Geçende gittiğim gece mekanında kimlik kontrolü yapan polis “tanıdık” çıktı ve beni görünce beti benzi attı. Sanki çıkıp bağıracağım bu adam gay diye. Çıkarken de gözlerini kırparak “sağol” dedi. İnsanları bu şekilde ürkekleştirenlere yazıklar olsun diyorum.

hey gidi hey


Başkalarının duygularını anlarken ne kadar iyi olduğumu anlatmaya kelimeler yetmez.  Kendimi de iyi anlarım ve bilirim ama her zaman acımasız hesaplar çıkarırım önüme. Çünkü bende nasıl bir yaratılış söz konusu ise, başkasına acımazsız olamıyorum. Her zaman ders vermeye çalışan despot bir öğretmen edasıyla yaklaşıyorum kendime.  Nedense bu gibi konularda bende alman usulü hesap hiç olmadı gitti.  Maneviyatta olan bitenin ceremesini her zaman kendi üzerime alır ve hesabın tamamını ben ödemeye çalışırım.  Gerek yok böyle bunlara dediğini duyar gibiyim ama maalesef var… Çünkü bu durumum;  her zaman güzel diyene inanacak ve başkasından bir hiç olduğunu duyacak insan olmamdan ileri gelir.  İşte bunlar bir araya geldiğinde benim doğrum budur. Yani hesabın tamamının bana ait olduğu, hiçbir şey olmadığı ve olmayacağıdır. Tek bildiğim karşımdaki ile amacımın her zaman ortak olduğudur. Anlamak zorunda değilsin ama bu duygu, nedense hep karşı tarafı korumayı istemekten ileri gelir. Çünkü zaten kendime göğüs gerdiğimden, başkasının yargılamalarına fazla kulak asmam. Ona da aynı şeyi yaşatamam. Kendi adıma ayrılırken birbirimizi az da olsa tanıyan iki insanız demeyi isterdim ama; var olmanın azımsanmayacağı gibi, tanımanın da azlığı komik oluyor.  İşte bu sebepten benim onu tanımamam ve anlamamam; onun da beni tanımamış olması gerekir ki, hayat sürsün.  Ben her zaman görünürde muhteşem bir lezzet vadeden ama beni yaşayanların kursağında kalanımdır. Bu gibi durumlarda tükürmek ve yola devam etmek yapılacak doğru bir şeydir. İtiraf ediyorum; ben bile başkası olsam, sanırım kendime böyle yapardım. Bu itiraf, bugün eski bir tanıdıkla yapılan dertleşmenin, bende bıraktığı izlerden yola çıkılarak yapılmıştır. Bu entrynin sözlükle bir alakası olmadığını da itiraf ediyorum. ne mal olduğumu öğrenmek, görmek ve bu duyguyu paylaşmak bazı şeyleri sadece olağan karşılamamda bana yardımcı oluyor.

bodurayi


Daha iki dakika önce eski sevgilime bir mail attım -ki kendisiyle 4-5 ay önce ayrıldık ve üç yıl birlikte yaşamıştık-. Şu an ailevi bir mesele için bir aydır İspanya ve Fransa’da. Her gün evini (bizim eski evimizi) gidip kontrol ediyorum. Sonra yatağa uzanıp yastığını kokluyorum. Pijamalarına sarılıp yatakta uyuyup kalıyorum.

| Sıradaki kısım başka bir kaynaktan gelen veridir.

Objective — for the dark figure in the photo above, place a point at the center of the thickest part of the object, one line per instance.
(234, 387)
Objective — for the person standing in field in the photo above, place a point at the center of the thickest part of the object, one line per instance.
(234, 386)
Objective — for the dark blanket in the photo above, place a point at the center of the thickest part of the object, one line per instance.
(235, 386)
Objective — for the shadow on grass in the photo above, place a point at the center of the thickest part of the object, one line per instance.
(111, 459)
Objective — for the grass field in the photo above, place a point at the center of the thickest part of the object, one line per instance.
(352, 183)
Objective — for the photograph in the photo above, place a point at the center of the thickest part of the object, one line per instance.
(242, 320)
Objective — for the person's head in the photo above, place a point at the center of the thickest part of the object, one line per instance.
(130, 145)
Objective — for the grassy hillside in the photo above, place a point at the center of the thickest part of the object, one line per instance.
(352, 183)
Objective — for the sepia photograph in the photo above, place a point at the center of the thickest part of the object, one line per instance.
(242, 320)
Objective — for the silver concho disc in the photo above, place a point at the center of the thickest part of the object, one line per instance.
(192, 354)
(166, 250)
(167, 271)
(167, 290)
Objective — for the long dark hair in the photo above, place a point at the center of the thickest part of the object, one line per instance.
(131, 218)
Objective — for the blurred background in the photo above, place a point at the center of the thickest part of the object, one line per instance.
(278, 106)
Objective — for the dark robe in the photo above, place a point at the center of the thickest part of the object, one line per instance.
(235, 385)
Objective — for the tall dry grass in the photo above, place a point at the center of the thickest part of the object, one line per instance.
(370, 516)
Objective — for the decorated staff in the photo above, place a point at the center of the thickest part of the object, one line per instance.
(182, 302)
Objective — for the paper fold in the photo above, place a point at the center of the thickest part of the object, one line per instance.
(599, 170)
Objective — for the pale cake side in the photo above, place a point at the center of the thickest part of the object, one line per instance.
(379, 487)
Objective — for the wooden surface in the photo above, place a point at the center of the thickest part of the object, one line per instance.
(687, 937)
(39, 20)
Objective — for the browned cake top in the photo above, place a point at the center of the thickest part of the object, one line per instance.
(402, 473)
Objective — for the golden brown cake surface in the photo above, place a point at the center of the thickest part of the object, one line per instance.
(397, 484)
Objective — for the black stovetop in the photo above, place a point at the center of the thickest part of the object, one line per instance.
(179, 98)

Her gün mailleşiyoruz ve bana gönderdiği her mailde “sen benim tek gerçek dostumsun, hayatımın sonuna kadar senden başkasını kalbime almayacağım” diyor. Eylül ayında internette tanıştığı bir gençle birlikte olmak için benden izin istemiş, ben de eşyalarımı toplayıp “al sana izin, sadece o çocukla değil, istersen dünya alemle düzüşebilirsin artık” demiştim. Aslında hala onu seviyorum ve onun da bana olan sevgisini biliyorum. Kalbine benden başkasını almayacağından eminim ama bu, yatağına da başkalarını almayacağı konusunda beni ikna etmiyor. Kafam çok karışık sözlük.

marti


İşyerinde sakal tıraşı olmamış personel varsa, (özellikle olgun ve göbekliler) yüzlerini elimin tersiyle kontrol edip, bir de makas aldıktan sonra, tatlı sert bir tavırla “günlük sakal tıraşımıza özen göstermeliyiz arkadaşlar” demek çok hoşuma gidiyor.

bearinlove


Kalabalıklar içinde yapayalnızım. Hayatta her şeyin ayrı bir yeri var ve bir şeyin yerini başka bir şey dolduramıyor. Çok arkadaşım, çok ailem, çok sevdiğim, çok sevenim var. Lakin sevgilim yok ve boşluğunu zaman zaman çok şiddetli hissediyorum. Sevgiliyle öpüşmek, sevgiliyle sarılmak, sevgiliyle konuşmak, sevgiliyle vakit geçirmek şu an en çok ihtiyacım olan şeylerde para ile yarışır. Evet, bu da ikinci itirafım olsun. Para çok seviyorum. Çok açgözlüyüm bu konuda. Ama merak etmeyin, ne kazanmak için hırs yapıyorum, ne de para için olmadık işler…

max blum


Tam 4 yıldır birine platonik aşığım. Bu süreçte adını bile öğrenmedim. Bu kişiyi 4 yıl boyunca herhangi bir şekilde bir kere bile rahatsız etmedim. Her sabah, belki görürüm umuduyla onun yaşadığı sokaktan geçmek için yaklaşık 1 km yürüyorum. Geçen gün bana merhaba dedi, çok şaşırdım. Elim ayağım tutuldu bir an, ne diyeceğimi bilemedim. Bende merhaba dedim, kendimi o kadar çok kastım ki sanırım muhabbet etmek istemediğimi falan düşündü. Gözlerimin içine baktı. Kafam karıştı. Ama hala kendimden nefret edecek düzeyde korkak bir insanım…

bohg


İtiraf ediyorum ki, ben aslında uzun süredir tuhaf bir duygu içindeyim. Aşk mı, sıcaklık mı, seks mi bilemiyorum ama muhitimde yaşayan bir adama karşı tuhaf bir tutkuyla bağlandım. İşe giderken ve gelirken onun dükkanının önünden geçmek, onunla bakışmak bile günümü keyifli kılıyor. Cesaret edip yaklaşamıyorum da. Sadece bir kez dükkana girip adres sordum. Öyle konuşmuş olduk. Ama bana geçerken bakışları yok mu, onda da var bir şeyler ama…

bondbear


Kendimden tam 20 yaş büyük biri ile takılıyorum ve şu ana kadar sahip olduğum çoğu özellik değişmek üzere, belirsizlik beni öldürüyor. Bu ilişki sırasında yer ayarlamak kadar kıl, aile evini kullanmak kadar rahatsız edici, kısıtlı zamanda optimum iş yapmak kadar kasınç bir olay yok.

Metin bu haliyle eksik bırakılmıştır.